BATTLE HONOURS
Cape of Good Hope 6th - 10th January 1806
Cod War Dec 1972!
HMS DIOMEDE - THE HISTORY
The first ship to carry the name DIOMEDE, (at that time and still pronounced DIO-MEAD) was launched at Bristol on 18th October , 1781. She was a 5th Rate Man O War of 887 tons and carried 44 guns. Just one year after being launched she saw action with HMS QUEBEC (50) off the coast of America and captured the American ship S. CAROLINA (40). She also saw action in 1794 when with HMS CENTURIAN (50) an indecisive engagement was fought with two frigates and two corvettes of the French Navy. From 1974 to 1795 she was employed in operations against the Dutch in the East Indies, but on 2nd August, 1795 she was wrecked off Trincomalee, having been deployed to begin fresh operations against Ceylon; fortunately all the crew were saved.
The second DIOMEDE was launched at Deptford on 17th January, 1798. This was a bigger model being a 4th Rate of 1,123 tons and 50 guns. In the light of present day conditions it is interesting to compare these statistics from 1798:
| Then | and | 1971 |
| 151 | Length |
360 |
| 41 | Beam | 43 |
| 22 x 24 Pounders | Armament | Twin 4.5 |
| 22 x 12 Pounders | Ahead Throwing Mortar | |
| 6 x 6 Pounders | Seacat Missiles | |
| 7 knots (with a strong wind) | Top Speed | In excess of 25 knots |
| 373 Officers and men | Crew | 252 Officers and men |
What a size the Gunners Party must have been. They should have solved the Maintainer/Operator problem! Or is this still a problem!
It was this ship which gained our Battle Honour when in Sir Home POPEHAM, S Squadron at the capture of the Cape of Good Hope from 6th to 10th January, 1806.
Between June and October that same year, still with the Squadron, the ship saw action in the River Plate; at the capture of Buenos Aires and at the attack on Montevideo. (Still pronounced Monte - video, was this the reason for the visit in 1972) She then served world wide; on the Jersey Station, as flagship, in 1808, from 1809 to 1811 on the East Indies Station and finally from 1813 to 1815 on the North America Station.
It was here, in December 1814, that the crew earned the New Orleans Campaign Medal for their boat operations on Lake Borgne. Finally, in August 1815, at the ripe old age of 171/2 she was taken to pieces at Sheerness.
The third DIOMEDE was laid down by Messrs. Vickers and launched on 29th April 1919. She was completed on 24th April 1922 and commissioned on 2nd October the same year. Displacing 4,850 tons, with a top speed of 29 knots and with main armament of six 6 - inch guns and twelve torpedo tubes she joined the 5th Light Cruiser Squadron and served the next three years on the China Station.

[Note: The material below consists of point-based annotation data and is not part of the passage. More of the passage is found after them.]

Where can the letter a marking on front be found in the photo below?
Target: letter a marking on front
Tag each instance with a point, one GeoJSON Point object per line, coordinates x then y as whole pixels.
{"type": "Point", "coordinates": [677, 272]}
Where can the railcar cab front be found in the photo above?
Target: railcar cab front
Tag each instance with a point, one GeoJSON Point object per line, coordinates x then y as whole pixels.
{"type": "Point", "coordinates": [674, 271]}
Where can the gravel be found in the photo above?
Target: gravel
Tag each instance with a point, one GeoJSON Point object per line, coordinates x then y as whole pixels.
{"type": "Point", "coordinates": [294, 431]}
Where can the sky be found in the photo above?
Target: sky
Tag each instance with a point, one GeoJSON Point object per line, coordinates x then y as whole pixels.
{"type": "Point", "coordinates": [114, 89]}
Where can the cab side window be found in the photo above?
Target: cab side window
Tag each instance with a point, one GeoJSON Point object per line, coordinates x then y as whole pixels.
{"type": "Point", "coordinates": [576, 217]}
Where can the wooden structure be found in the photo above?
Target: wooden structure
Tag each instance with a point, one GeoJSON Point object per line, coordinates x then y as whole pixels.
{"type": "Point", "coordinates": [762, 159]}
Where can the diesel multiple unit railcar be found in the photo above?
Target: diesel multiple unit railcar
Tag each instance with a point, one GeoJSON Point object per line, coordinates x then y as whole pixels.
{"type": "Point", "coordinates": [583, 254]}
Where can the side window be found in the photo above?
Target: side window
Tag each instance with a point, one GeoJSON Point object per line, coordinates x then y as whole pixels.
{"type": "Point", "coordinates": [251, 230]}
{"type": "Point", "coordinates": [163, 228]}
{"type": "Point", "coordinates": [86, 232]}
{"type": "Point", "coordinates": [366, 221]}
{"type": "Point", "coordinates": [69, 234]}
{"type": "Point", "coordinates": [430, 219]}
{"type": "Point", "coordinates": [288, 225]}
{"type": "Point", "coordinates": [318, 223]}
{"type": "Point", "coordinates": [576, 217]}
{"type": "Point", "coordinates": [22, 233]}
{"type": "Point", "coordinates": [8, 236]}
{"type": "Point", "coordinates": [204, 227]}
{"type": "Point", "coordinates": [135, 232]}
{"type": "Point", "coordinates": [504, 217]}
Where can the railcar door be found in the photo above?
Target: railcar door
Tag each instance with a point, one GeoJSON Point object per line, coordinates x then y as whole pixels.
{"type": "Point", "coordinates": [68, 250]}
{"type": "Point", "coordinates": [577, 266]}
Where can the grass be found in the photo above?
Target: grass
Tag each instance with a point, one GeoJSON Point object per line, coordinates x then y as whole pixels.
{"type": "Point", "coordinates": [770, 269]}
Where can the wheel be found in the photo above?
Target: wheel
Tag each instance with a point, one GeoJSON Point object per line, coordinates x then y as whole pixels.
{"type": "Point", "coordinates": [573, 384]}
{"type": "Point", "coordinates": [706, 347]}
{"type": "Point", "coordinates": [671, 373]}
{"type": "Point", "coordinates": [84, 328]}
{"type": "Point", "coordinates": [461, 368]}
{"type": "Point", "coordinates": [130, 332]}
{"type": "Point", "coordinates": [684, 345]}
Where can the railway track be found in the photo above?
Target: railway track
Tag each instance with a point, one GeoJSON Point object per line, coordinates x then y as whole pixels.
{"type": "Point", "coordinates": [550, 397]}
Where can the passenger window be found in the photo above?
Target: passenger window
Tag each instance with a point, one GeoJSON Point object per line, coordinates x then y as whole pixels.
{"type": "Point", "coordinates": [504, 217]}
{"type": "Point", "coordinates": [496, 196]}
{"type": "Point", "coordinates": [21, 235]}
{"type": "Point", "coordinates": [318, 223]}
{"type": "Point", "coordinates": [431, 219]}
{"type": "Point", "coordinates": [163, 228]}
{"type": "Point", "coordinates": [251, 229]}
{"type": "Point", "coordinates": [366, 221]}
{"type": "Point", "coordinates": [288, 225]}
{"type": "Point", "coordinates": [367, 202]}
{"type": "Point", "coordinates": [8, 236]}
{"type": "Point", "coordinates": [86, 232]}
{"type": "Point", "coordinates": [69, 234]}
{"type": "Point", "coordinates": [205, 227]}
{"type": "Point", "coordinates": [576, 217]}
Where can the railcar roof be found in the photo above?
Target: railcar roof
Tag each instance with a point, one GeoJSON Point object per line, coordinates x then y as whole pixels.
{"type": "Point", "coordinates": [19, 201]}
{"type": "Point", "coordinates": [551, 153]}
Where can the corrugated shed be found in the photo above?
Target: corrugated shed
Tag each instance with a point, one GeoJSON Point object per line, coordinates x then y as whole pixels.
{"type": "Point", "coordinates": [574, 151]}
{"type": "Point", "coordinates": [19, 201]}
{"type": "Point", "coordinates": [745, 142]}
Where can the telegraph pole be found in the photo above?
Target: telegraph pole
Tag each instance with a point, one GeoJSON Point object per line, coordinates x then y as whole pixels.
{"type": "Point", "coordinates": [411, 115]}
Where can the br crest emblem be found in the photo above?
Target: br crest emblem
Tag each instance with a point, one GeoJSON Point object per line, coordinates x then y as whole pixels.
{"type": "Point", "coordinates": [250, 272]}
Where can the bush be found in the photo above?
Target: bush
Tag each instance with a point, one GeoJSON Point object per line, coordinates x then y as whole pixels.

In October 1925 the ship re-commissioned at Portsmouth for the New Zealand Division of the Royal Navy, in which she served until 1936. Between 1936 and the outbreak of the Second World War she was alternately in the Reserve Fleets Chatham, Nore and Devonport. She the joined the 7th Cruiser Squadron with the Home Fleet at Scapa Flow and spent the first five months of the war patrolling between Iceland and the Faeroes to intercept enemy blockade runners and surface raiders. From February 1940 to June 1942 DIOMEDE was deployed three times to the Pacific, serving and refitting in the Caribbean between each deployment.
She then returned to Rosyth for an extensive refit and modernisation, during which the torpedo tubes were removed and classrooms built in their place. The ship thus began a new career in August 1943 as part of the Training Group (Rosyth), day running in the Firth of Forth Areas for CW candidates Sea Training. She remained in this role until the end of the war and was finally scrapped at Dalmuir in May 1946.
DIOMEDE, a Leander Class Frigate, was launched by Lady Mills on 15th April, 1969, was completed by Messrs. YARROWS (Shipbuilders) Ltd at Scotstoun, Glasgow, on 1st April, 1971.
After acceptance trials, the ship was handed over to the Royal Navy and commissioned on 21st May 1971. She later joined the 3rd Frigate Squadron Captain J D E Fieldhouse the Captain and I/C of the Squadron.
HMS Diomede was built at the Yarrows Shipbuilders yard in Glasgow
Sir Alfred Yarrow (1842-1932) established a small marine works on the Isle of Dogs in 1866 where he built some 350 steam launches before producing, in 1876, their first torpedo boat for the Argentinean Navy, Given the contract for the RNs first torpedo boat destroyers, the first of these, the Havock, was launched in 1893. In 1907 the works were transferred to the Clyde. Although Lord Yarrow retired before WW1, he collaborated with Lord Fisher in developing the methods for the rapid construction of destroyers and river gunboats.